The FBR report detailed the breakdown of tax receipts for the fiscal year 2023-24, highlighting performance across various segments.
Corporate tax receipts topped the list with Rs 3,061 billion, followed by Rs 1,119 billion from individuals and Rs 353 billion from associations of persons (AOPs). This underscores FBR’s progress in fostering balanced contributions and boosting tax compliance.
The report emphasized the FBR’s achievements in FY 2023-24, with direct taxes exceeding revised targets significantly.
Direct taxes reached 121.8% of their target, with income tax collections at 121.2% and capital value tax (CVT) surpassing expectations at 125.2%. The Workers Welfare Fund (WWF) and Workers Profit Participation Fund (WPPF) collections were particularly impressive, achieving 196.8% of the target. This reflected the FBR’s enhanced efforts in tapping these revenue streams.
While sales tax (85.6%) and Customs collections (83.4%) fell slightly below their targets, they still made substantial contributions to the overall revenue.

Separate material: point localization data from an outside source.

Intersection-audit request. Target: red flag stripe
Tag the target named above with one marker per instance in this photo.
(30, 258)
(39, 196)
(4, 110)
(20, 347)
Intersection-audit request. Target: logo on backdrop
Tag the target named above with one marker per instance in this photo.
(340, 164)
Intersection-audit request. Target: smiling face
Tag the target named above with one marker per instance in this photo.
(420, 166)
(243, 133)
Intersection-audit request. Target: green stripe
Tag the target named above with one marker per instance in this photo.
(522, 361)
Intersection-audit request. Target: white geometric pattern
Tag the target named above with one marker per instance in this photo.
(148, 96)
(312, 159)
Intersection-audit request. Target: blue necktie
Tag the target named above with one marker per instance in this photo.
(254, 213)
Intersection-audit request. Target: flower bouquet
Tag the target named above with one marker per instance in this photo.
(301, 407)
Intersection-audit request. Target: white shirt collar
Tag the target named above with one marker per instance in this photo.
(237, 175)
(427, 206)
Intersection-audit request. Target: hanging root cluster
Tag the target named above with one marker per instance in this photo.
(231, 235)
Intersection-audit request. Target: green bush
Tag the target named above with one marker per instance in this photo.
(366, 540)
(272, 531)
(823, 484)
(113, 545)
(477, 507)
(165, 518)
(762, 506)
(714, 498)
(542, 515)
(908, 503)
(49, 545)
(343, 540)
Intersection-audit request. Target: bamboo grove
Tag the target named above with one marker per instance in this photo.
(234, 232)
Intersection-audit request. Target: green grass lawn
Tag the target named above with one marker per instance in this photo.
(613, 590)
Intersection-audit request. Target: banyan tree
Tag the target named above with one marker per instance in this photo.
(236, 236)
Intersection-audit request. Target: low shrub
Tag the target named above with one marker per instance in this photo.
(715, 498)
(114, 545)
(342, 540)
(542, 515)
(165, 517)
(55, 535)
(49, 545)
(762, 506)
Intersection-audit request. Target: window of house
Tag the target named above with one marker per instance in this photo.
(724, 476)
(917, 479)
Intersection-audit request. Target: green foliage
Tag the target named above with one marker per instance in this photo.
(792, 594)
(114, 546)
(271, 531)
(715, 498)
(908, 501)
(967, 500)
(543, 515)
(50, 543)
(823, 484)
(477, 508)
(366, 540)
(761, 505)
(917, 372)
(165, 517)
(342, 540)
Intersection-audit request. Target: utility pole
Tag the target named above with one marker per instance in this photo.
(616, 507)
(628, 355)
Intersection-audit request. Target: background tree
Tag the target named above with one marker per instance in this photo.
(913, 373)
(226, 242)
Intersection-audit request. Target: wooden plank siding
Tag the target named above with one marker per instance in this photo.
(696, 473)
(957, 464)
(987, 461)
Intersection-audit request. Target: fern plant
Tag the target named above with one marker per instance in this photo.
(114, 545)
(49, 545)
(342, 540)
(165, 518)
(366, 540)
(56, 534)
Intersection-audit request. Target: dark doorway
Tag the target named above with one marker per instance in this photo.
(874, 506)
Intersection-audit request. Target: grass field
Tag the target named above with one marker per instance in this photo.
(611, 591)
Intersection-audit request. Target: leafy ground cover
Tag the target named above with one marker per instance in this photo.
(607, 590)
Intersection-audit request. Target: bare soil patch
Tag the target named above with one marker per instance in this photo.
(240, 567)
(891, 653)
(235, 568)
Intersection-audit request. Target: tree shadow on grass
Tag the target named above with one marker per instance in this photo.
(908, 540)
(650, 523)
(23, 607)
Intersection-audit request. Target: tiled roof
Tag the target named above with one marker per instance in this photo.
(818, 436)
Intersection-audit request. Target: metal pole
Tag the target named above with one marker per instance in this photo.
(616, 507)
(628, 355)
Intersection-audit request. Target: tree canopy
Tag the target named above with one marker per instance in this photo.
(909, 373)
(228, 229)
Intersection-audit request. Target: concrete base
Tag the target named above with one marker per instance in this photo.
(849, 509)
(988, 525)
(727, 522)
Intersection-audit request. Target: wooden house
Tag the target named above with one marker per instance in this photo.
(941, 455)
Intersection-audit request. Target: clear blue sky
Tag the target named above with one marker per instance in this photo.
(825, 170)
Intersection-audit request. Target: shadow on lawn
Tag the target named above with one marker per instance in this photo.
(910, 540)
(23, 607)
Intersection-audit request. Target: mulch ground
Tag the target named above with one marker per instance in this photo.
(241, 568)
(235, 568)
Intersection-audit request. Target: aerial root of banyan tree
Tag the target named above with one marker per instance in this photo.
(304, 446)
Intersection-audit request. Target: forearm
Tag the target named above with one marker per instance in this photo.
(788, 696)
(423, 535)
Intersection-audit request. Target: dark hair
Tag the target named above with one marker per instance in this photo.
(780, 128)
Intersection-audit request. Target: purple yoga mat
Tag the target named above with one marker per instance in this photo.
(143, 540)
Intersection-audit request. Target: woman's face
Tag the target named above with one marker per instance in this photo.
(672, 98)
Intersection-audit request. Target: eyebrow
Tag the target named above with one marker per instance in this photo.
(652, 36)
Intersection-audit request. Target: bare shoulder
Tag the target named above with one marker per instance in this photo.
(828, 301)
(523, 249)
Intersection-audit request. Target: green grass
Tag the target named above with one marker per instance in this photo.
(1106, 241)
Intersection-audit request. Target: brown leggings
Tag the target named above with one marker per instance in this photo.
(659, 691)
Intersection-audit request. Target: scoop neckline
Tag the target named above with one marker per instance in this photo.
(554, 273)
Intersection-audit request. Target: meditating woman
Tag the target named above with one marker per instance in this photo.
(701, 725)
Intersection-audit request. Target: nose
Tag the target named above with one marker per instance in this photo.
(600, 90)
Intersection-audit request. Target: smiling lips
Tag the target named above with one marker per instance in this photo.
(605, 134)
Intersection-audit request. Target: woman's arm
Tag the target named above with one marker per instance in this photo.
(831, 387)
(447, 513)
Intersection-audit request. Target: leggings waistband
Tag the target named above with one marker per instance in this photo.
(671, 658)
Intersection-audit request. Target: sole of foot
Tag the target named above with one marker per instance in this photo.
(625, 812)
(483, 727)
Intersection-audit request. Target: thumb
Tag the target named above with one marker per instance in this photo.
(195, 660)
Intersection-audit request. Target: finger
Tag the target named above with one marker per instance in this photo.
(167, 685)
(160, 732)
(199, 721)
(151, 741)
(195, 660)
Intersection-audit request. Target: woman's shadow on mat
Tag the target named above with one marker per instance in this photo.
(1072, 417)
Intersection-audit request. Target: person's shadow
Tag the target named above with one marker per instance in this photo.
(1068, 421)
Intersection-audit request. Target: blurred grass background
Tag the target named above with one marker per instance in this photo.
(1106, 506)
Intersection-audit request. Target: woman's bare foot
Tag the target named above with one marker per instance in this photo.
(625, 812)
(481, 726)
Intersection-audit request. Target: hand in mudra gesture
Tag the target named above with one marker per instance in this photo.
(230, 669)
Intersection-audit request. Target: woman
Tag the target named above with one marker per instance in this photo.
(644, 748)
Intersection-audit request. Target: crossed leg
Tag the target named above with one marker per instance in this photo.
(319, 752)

Federal Excise Duty (FED) collections performed steadily, reaching 96.2% of the target, demonstrating resilience in challenging circumstances. These results collectively highlight FBR’s dedication to ensuring a diverse revenue base, fostering fiscal sustainability, and promoting economic growth.
The report also noted that during 2023-24, Customs Duty figures included “Special Customs Duty” amounting to Rs 21.3 billion, levied as Export Development Surcharge (EDS) under Section 11 of the Finance Act 1991 and amended by an SRO dated January 4, 2003.
The collection was part of Customs Duties and reconciled by the FBR with the Accountant General of Pakistan Revenue (AGPR) under the Account Head B-02203 (Receipts).
However, the Finance Act 2022 amended the Export Development Fund (EDF) Act 1999 to stipulate that the EDF shall include the “whole receipts of Export Development Surcharge.” As a result, EDS is now transferred directly by the State Bank of Pakistan (SBP) to the EDF Account.
This amendment created ambiguity, leading to non-reconciliation of figures between FBR and AGPR. The Finance Division directed further correspondence on the matter, and discussions are ongoing, the report added.